Since valuation is an important cog in the wheel of IFRS implementation, how do you see the various aspects in the field of valuation evolving?

Valuation is to IFRS implementation what book-keeping is to accountancy. Valuation is a specialised field. And with complex products and transactions swarming the investment bazaar there is a huge demand for trained experts.

There are actuaries specialising in certain fields of valuation such as pension, insurance and employee benefits; there are other fields of valuation which require other professionals such as engineers. But in all these valuations, accountants would be required to evaluate and examine the approach and methodology of valuation apart from acting as experts in the field of valuation of investments and financial instruments.

Valuation per se has evolved from a mechanical mathematical calculation of past events to building mathematical models for forecasting future cash flows, predicting discount rates and growth rates, deciding on the right approach, and applying the right methodology to arrive at a value.

Can you outline a few regulatory and other issues related to valuation?

Valuation the world over has undergone a sea change from being a regulation-driven activity to an approach-driven activity. Valuation as a stream of professional activity requires institutionalised regulation and standardisation, as in the US by AICPA (the American Institute of Certified Public Accountants) which has prescribed valuation standards.

Till recently, we all were following the methods prescribed by the erstwhile Controller of Capital Issues till the Reserve Bank of India mandated the pricing of shares on discounted free cash flow method in the case of allotment or transfer of shares to foreign investors.

Even this method, though considered widely acceptable, could not be used as a one-size-fits-all approach. Start-up companies and companies sourcing investment from VC (venture capital) and PE (private equity) funds, find adoption of such rigid upfront valuation extremely impracticable.

An approach to valuation is primarily contextual and requires application of a good amount of professional judgment. Professional pronouncements and standards lend credibility to the exercise as against regulatory mandates prescribing specific approaches and methods without situational discretions. I visualise a lot of professional and regulatory activity in the field of valuation once the dust settles down on the convergence of Indian Accounting Standards with IFRS.
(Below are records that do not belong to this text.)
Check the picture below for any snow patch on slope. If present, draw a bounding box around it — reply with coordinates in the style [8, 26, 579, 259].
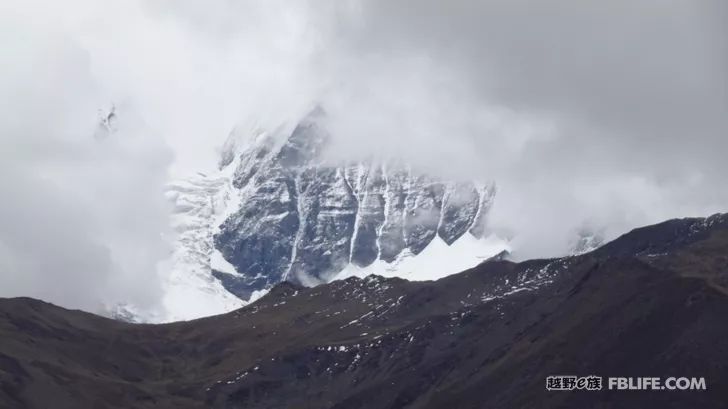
[158, 158, 247, 322]
[334, 233, 511, 281]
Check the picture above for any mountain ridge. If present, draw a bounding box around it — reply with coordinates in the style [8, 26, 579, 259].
[0, 215, 728, 408]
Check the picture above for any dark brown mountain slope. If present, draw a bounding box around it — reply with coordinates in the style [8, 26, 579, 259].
[0, 215, 728, 409]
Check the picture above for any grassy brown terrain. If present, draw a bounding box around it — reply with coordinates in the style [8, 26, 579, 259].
[0, 215, 728, 409]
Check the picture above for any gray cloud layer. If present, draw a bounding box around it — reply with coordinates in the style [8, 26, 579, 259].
[0, 0, 728, 309]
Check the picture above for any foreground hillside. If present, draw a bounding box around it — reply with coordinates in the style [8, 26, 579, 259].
[0, 215, 728, 409]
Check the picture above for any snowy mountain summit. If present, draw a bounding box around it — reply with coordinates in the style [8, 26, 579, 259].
[213, 114, 502, 299]
[167, 112, 508, 317]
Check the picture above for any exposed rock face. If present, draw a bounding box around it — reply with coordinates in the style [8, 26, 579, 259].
[0, 215, 728, 409]
[213, 114, 495, 298]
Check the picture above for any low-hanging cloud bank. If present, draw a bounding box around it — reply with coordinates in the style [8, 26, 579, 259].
[0, 0, 728, 309]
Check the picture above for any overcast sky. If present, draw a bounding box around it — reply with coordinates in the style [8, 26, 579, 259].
[0, 0, 728, 310]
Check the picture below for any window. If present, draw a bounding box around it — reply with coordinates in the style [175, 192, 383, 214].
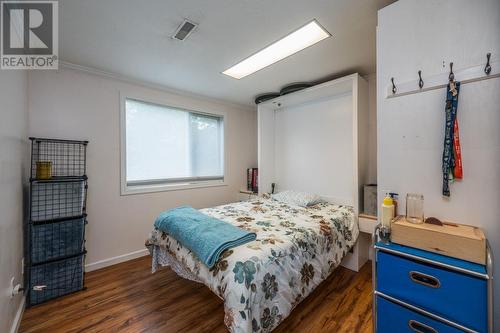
[122, 98, 224, 194]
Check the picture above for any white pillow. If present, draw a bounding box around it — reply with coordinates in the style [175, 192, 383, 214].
[271, 191, 321, 207]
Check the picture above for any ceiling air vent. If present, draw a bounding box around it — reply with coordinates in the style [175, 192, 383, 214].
[172, 20, 198, 40]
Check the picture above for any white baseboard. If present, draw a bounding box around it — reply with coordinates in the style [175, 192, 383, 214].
[85, 249, 149, 272]
[10, 296, 26, 333]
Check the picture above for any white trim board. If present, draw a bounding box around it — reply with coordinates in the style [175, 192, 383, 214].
[10, 295, 26, 333]
[386, 62, 500, 98]
[59, 61, 255, 111]
[85, 249, 149, 272]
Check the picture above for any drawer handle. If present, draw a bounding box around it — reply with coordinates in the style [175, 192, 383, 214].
[410, 271, 441, 288]
[408, 320, 439, 333]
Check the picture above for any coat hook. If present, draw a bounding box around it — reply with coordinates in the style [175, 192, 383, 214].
[484, 52, 491, 75]
[391, 77, 396, 94]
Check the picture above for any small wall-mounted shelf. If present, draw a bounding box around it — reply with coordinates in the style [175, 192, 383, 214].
[386, 62, 500, 98]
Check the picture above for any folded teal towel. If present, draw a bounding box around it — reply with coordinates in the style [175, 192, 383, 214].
[155, 206, 257, 268]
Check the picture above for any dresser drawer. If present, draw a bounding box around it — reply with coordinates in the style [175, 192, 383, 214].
[376, 296, 462, 333]
[377, 251, 488, 332]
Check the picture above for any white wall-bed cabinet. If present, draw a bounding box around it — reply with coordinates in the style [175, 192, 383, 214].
[258, 74, 369, 271]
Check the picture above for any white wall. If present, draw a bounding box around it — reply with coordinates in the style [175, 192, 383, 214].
[365, 74, 377, 184]
[274, 94, 354, 203]
[29, 69, 257, 269]
[0, 71, 29, 332]
[377, 0, 500, 326]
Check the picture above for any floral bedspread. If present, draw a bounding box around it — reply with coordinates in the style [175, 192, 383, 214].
[146, 198, 359, 332]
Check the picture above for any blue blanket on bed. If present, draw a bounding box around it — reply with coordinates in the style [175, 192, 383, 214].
[155, 206, 257, 268]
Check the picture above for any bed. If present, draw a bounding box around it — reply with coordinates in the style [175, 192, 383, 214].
[146, 197, 359, 333]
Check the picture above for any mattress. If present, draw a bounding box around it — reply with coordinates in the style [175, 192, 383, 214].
[146, 197, 359, 333]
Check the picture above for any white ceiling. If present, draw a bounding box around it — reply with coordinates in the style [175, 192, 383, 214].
[59, 0, 394, 105]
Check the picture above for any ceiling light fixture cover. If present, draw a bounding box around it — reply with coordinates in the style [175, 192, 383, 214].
[222, 20, 331, 79]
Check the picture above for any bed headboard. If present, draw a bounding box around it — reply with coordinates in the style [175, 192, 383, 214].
[258, 74, 368, 212]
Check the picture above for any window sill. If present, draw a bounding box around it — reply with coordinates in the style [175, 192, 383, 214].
[121, 181, 227, 196]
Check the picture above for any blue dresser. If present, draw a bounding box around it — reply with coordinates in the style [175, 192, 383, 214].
[373, 226, 493, 333]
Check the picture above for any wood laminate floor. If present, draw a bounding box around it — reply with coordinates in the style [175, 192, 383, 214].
[20, 256, 372, 333]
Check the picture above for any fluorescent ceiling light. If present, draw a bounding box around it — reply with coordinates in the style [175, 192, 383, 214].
[222, 20, 331, 79]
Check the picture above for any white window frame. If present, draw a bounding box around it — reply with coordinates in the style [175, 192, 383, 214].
[120, 91, 227, 195]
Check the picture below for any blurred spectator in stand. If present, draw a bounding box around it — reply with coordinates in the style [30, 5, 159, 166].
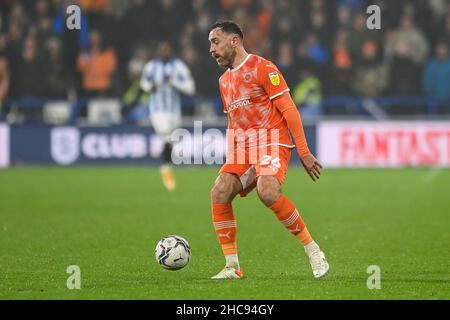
[14, 37, 45, 97]
[52, 0, 89, 95]
[305, 33, 329, 67]
[270, 0, 302, 48]
[326, 29, 353, 96]
[385, 15, 429, 65]
[423, 41, 450, 101]
[389, 41, 422, 96]
[349, 11, 380, 58]
[352, 40, 389, 98]
[43, 37, 69, 98]
[77, 30, 117, 97]
[122, 46, 150, 122]
[442, 14, 450, 47]
[336, 6, 352, 30]
[387, 41, 423, 115]
[292, 69, 323, 119]
[295, 41, 323, 81]
[309, 9, 333, 44]
[0, 33, 9, 120]
[275, 42, 297, 88]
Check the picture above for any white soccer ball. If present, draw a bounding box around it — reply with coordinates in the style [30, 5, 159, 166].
[155, 235, 191, 271]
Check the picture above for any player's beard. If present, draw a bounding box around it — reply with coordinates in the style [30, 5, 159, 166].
[215, 50, 236, 69]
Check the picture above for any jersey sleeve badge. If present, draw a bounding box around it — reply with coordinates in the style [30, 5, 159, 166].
[269, 71, 280, 86]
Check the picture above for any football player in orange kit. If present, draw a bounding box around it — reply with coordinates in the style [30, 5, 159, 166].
[209, 21, 329, 280]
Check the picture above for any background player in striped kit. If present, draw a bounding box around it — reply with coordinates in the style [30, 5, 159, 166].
[141, 41, 195, 191]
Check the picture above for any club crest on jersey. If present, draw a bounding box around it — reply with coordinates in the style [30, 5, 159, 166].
[269, 71, 280, 86]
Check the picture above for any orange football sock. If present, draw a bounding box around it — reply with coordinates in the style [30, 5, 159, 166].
[211, 203, 237, 251]
[270, 195, 312, 246]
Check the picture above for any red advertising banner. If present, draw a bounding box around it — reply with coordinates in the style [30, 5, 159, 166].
[317, 121, 450, 168]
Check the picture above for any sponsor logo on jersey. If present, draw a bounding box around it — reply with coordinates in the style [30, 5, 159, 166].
[269, 71, 280, 86]
[226, 97, 252, 113]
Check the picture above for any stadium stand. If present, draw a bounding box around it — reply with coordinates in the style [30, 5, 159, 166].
[0, 0, 450, 123]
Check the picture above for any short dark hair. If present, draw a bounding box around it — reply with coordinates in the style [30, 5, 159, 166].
[211, 20, 244, 40]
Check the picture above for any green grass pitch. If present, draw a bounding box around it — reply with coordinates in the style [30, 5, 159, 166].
[0, 167, 450, 299]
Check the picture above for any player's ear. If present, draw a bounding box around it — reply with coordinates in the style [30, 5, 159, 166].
[231, 35, 239, 48]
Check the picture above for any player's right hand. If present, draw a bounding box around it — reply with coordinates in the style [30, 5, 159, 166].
[301, 154, 323, 181]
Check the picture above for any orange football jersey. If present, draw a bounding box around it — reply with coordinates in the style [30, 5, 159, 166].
[219, 54, 294, 149]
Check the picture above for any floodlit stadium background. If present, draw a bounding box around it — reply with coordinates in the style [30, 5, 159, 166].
[0, 0, 450, 167]
[0, 0, 450, 302]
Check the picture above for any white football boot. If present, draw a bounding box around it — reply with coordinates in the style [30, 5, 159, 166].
[211, 266, 244, 280]
[309, 249, 330, 279]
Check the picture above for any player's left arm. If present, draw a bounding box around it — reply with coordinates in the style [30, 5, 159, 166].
[258, 63, 322, 181]
[272, 92, 322, 181]
[169, 60, 195, 96]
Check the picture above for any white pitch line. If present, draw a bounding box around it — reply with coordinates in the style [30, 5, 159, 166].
[422, 167, 442, 183]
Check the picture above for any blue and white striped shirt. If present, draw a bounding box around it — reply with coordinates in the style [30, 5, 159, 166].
[141, 58, 195, 116]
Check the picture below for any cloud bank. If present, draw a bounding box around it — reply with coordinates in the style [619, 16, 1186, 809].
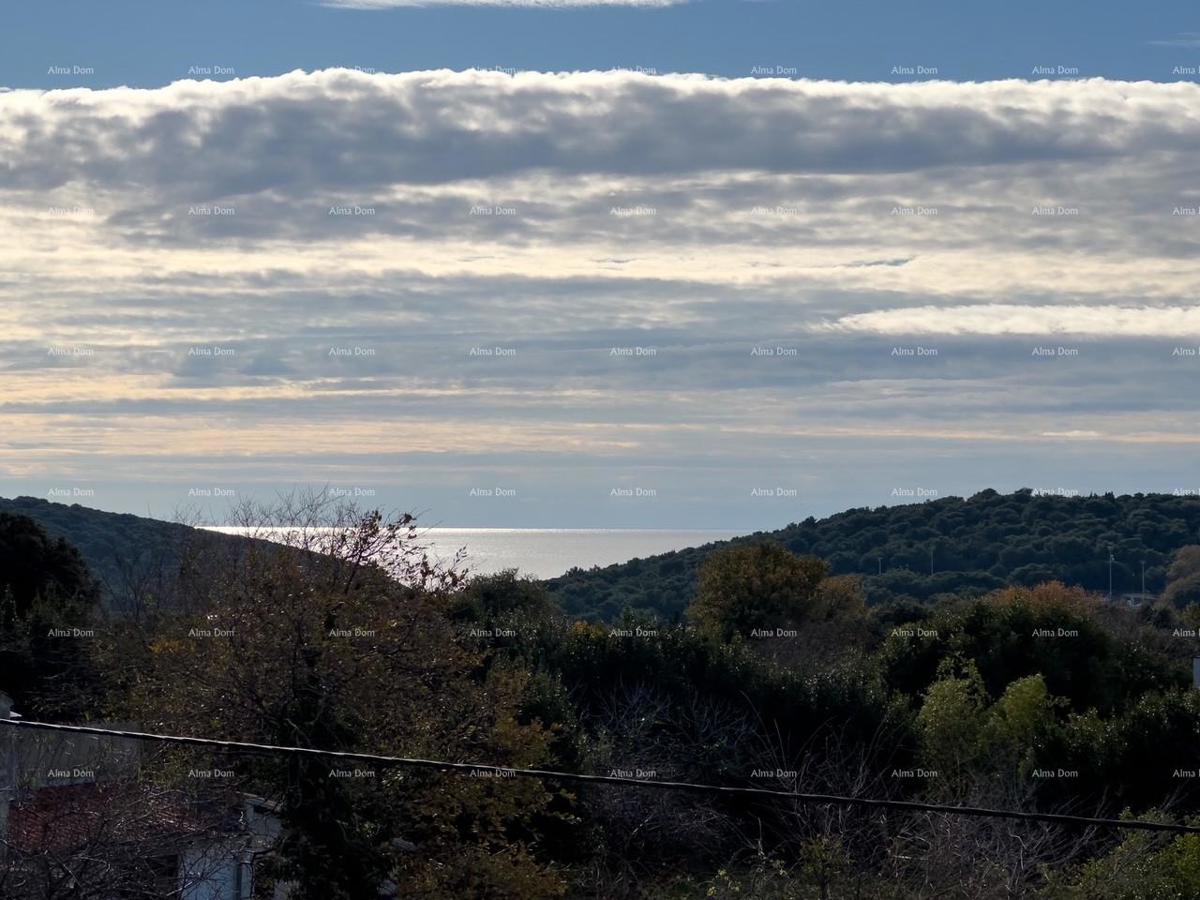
[0, 70, 1200, 524]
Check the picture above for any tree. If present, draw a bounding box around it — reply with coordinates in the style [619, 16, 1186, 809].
[0, 512, 100, 718]
[96, 496, 559, 900]
[688, 544, 829, 641]
[1163, 544, 1200, 608]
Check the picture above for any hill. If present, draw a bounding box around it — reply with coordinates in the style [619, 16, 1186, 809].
[0, 497, 246, 604]
[546, 488, 1200, 620]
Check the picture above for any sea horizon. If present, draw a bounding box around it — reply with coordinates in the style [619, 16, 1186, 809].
[204, 526, 751, 578]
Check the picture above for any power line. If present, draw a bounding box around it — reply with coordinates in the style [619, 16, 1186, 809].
[0, 719, 1200, 834]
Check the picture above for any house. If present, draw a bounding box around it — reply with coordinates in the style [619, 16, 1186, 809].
[0, 694, 280, 900]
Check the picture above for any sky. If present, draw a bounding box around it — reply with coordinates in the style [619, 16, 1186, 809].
[0, 0, 1200, 530]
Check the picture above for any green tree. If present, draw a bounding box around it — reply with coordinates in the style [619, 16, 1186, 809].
[688, 544, 829, 641]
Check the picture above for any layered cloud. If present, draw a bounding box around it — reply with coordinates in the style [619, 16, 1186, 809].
[320, 0, 686, 10]
[0, 70, 1200, 524]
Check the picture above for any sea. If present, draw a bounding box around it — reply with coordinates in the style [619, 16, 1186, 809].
[212, 528, 740, 578]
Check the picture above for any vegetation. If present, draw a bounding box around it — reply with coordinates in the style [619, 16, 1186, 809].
[548, 490, 1200, 622]
[0, 496, 1200, 900]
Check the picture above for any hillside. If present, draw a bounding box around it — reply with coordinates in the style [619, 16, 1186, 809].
[547, 490, 1200, 620]
[0, 497, 245, 609]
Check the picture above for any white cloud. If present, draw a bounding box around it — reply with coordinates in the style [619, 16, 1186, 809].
[320, 0, 688, 10]
[826, 304, 1200, 340]
[0, 70, 1200, 508]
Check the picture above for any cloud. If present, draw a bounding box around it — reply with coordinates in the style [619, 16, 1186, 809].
[828, 304, 1200, 340]
[0, 70, 1200, 524]
[320, 0, 688, 10]
[1147, 31, 1200, 48]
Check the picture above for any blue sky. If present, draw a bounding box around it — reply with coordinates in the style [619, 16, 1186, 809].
[7, 0, 1200, 88]
[0, 7, 1200, 530]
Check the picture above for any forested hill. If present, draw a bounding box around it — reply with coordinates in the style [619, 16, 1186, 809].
[547, 490, 1200, 620]
[0, 497, 244, 607]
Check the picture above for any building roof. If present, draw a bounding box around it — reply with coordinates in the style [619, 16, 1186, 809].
[8, 781, 241, 853]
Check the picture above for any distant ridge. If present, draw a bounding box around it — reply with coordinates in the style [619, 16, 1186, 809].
[0, 497, 247, 607]
[546, 488, 1200, 620]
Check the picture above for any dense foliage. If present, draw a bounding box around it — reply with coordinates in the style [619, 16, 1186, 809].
[0, 494, 1200, 900]
[548, 490, 1200, 622]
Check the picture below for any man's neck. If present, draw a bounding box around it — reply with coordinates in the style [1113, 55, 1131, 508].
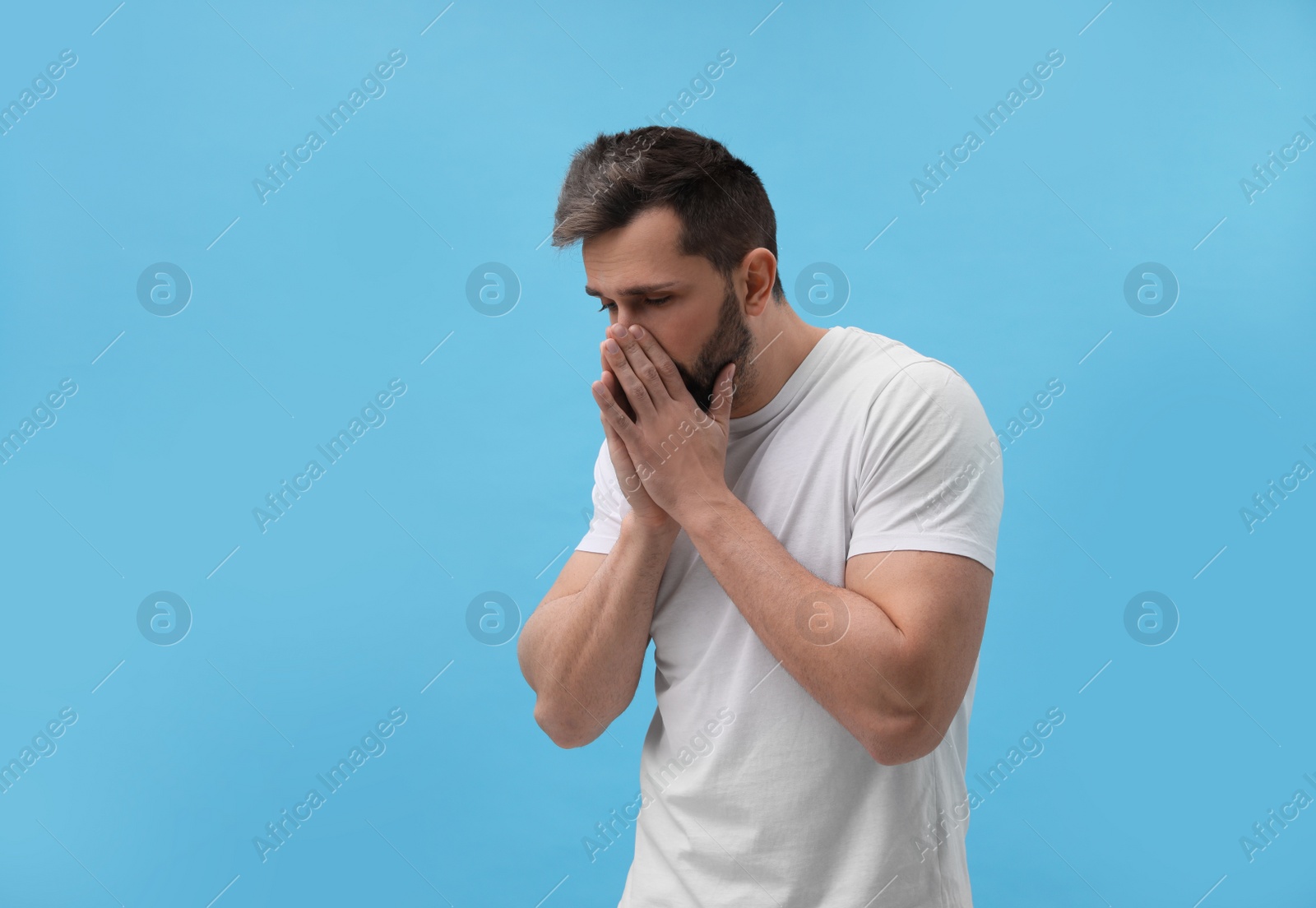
[732, 303, 827, 419]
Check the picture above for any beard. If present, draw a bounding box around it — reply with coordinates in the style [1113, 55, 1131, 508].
[673, 281, 754, 413]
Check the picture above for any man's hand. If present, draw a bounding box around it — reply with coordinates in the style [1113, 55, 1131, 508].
[591, 325, 735, 522]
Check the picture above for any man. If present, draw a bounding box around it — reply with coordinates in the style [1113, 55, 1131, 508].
[517, 127, 1004, 908]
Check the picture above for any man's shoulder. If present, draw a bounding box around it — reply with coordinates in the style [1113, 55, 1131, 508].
[842, 325, 971, 396]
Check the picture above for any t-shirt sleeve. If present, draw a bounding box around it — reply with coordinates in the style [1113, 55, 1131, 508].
[846, 359, 1005, 571]
[577, 438, 630, 554]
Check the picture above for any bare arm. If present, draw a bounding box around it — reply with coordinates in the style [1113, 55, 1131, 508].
[516, 512, 680, 748]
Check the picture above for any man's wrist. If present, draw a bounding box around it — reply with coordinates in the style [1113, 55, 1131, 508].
[621, 511, 680, 548]
[668, 487, 739, 540]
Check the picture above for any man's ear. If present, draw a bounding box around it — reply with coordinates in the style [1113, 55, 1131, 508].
[741, 246, 776, 316]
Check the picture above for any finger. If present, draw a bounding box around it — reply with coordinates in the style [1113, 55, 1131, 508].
[590, 368, 637, 447]
[600, 368, 636, 421]
[599, 413, 640, 498]
[603, 337, 656, 419]
[630, 325, 693, 400]
[616, 319, 673, 405]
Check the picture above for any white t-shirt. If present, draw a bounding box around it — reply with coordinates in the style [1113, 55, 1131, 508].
[577, 327, 1004, 908]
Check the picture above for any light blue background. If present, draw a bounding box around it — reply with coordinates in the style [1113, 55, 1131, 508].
[0, 0, 1316, 908]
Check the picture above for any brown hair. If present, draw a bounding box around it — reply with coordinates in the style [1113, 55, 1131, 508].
[553, 127, 785, 303]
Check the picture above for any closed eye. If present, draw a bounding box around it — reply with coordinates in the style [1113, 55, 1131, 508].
[599, 296, 671, 312]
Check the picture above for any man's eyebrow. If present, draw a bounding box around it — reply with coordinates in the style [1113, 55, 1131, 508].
[584, 280, 680, 296]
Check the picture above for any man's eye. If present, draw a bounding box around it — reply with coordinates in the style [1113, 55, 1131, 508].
[599, 296, 671, 312]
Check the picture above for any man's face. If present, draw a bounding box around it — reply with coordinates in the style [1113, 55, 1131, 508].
[582, 206, 755, 413]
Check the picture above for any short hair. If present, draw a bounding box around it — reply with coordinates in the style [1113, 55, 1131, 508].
[553, 127, 785, 303]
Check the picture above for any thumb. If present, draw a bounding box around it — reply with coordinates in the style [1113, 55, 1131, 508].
[708, 364, 735, 430]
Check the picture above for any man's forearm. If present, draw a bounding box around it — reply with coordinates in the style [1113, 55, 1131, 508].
[521, 513, 680, 746]
[683, 492, 937, 762]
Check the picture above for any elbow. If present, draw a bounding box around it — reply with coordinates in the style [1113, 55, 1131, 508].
[864, 711, 946, 766]
[535, 697, 599, 750]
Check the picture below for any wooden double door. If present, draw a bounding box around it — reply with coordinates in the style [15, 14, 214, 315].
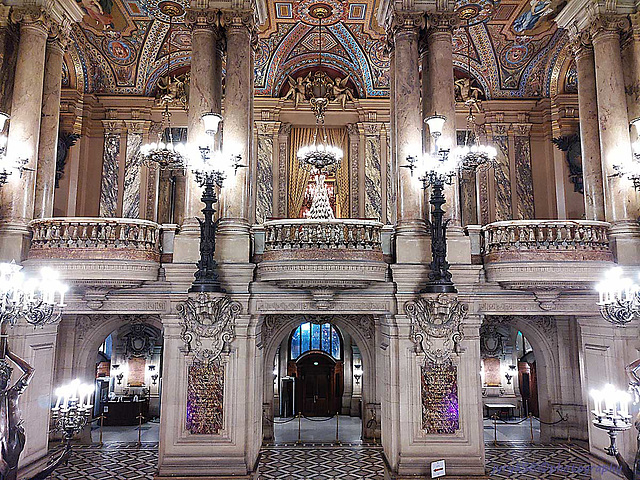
[295, 353, 344, 417]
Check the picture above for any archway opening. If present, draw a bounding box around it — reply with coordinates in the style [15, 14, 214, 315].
[92, 323, 162, 443]
[480, 321, 540, 442]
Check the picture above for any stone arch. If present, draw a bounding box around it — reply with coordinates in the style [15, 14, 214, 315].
[260, 314, 380, 438]
[72, 315, 163, 379]
[486, 315, 560, 442]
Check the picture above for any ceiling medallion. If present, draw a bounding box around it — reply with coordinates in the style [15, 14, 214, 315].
[309, 3, 333, 20]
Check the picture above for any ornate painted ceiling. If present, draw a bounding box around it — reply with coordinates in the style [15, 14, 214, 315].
[64, 0, 576, 99]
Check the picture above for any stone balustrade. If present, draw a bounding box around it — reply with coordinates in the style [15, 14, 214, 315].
[264, 219, 383, 259]
[258, 219, 387, 288]
[482, 220, 611, 262]
[481, 220, 613, 290]
[25, 217, 160, 287]
[29, 217, 160, 261]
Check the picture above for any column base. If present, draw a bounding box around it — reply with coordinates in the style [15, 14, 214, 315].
[215, 218, 251, 264]
[0, 221, 31, 263]
[609, 220, 640, 265]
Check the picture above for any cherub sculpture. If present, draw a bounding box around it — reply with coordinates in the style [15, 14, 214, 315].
[454, 77, 482, 112]
[332, 75, 354, 110]
[284, 75, 308, 109]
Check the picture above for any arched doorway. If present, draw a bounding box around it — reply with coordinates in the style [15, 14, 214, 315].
[262, 315, 380, 441]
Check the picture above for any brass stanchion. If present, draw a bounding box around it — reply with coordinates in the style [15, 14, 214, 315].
[98, 413, 105, 446]
[529, 412, 533, 443]
[493, 413, 498, 447]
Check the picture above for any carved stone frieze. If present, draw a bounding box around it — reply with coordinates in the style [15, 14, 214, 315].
[177, 293, 242, 362]
[404, 294, 467, 364]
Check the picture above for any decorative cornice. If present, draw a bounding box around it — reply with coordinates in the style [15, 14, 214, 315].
[184, 8, 222, 34]
[404, 294, 468, 364]
[11, 7, 54, 35]
[387, 12, 426, 38]
[427, 12, 460, 35]
[589, 14, 630, 42]
[177, 293, 242, 362]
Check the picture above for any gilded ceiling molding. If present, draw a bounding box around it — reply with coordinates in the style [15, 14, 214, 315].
[404, 293, 468, 364]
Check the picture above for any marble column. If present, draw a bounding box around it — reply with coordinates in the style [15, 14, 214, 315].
[174, 10, 221, 263]
[591, 15, 640, 264]
[423, 13, 461, 227]
[0, 8, 51, 261]
[573, 32, 605, 220]
[389, 12, 429, 263]
[34, 29, 68, 218]
[218, 10, 256, 263]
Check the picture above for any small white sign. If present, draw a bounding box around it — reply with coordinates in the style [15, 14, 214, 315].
[431, 460, 446, 478]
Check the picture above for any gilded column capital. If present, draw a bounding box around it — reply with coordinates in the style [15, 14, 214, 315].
[48, 20, 71, 52]
[11, 7, 55, 35]
[102, 119, 123, 135]
[184, 8, 222, 35]
[589, 14, 630, 42]
[427, 12, 460, 35]
[387, 11, 426, 40]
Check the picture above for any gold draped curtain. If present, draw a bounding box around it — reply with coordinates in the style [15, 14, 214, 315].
[287, 127, 349, 218]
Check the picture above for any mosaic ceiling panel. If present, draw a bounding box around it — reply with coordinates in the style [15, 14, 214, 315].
[64, 0, 576, 99]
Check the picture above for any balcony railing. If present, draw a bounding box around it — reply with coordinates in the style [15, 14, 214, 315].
[482, 220, 612, 263]
[481, 220, 613, 292]
[264, 219, 383, 260]
[29, 217, 160, 262]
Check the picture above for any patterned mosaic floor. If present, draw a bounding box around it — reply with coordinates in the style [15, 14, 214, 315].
[46, 442, 621, 480]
Apart from IFRS, what other major developments in the corporate world are of interest to the accounting profession currently?

These are exciting times and the agenda for today’s accountant can be hectic. We have the Direct Taxes Code introduced in Parliament, the imminent introduction of GST (goods and services tax) law, new company law to be introduced in Parliament after vetting by the Standing Committee, and the topic we have been discussing today, the implementation of IFRS.

Some of the topical tax-related judicial decisions with far-reaching impact have also caught the attention of the profession. The recent Supreme Court decision in the case of GE India Technology Centre Private Ltd is a landmark decision with likely relief for companies hit by the Vodafone decision. This decision of the apex court has saved the corporates from standing in the queue before the Income Tax Department for every foreign remittance.

Companies hit by the Vodafone decision could also look at the DTAA (double taxation avoidance agreement) with respective countries since the Supreme Court has reiterated the primacy of DTAAs even in the case of deduction of tax at source.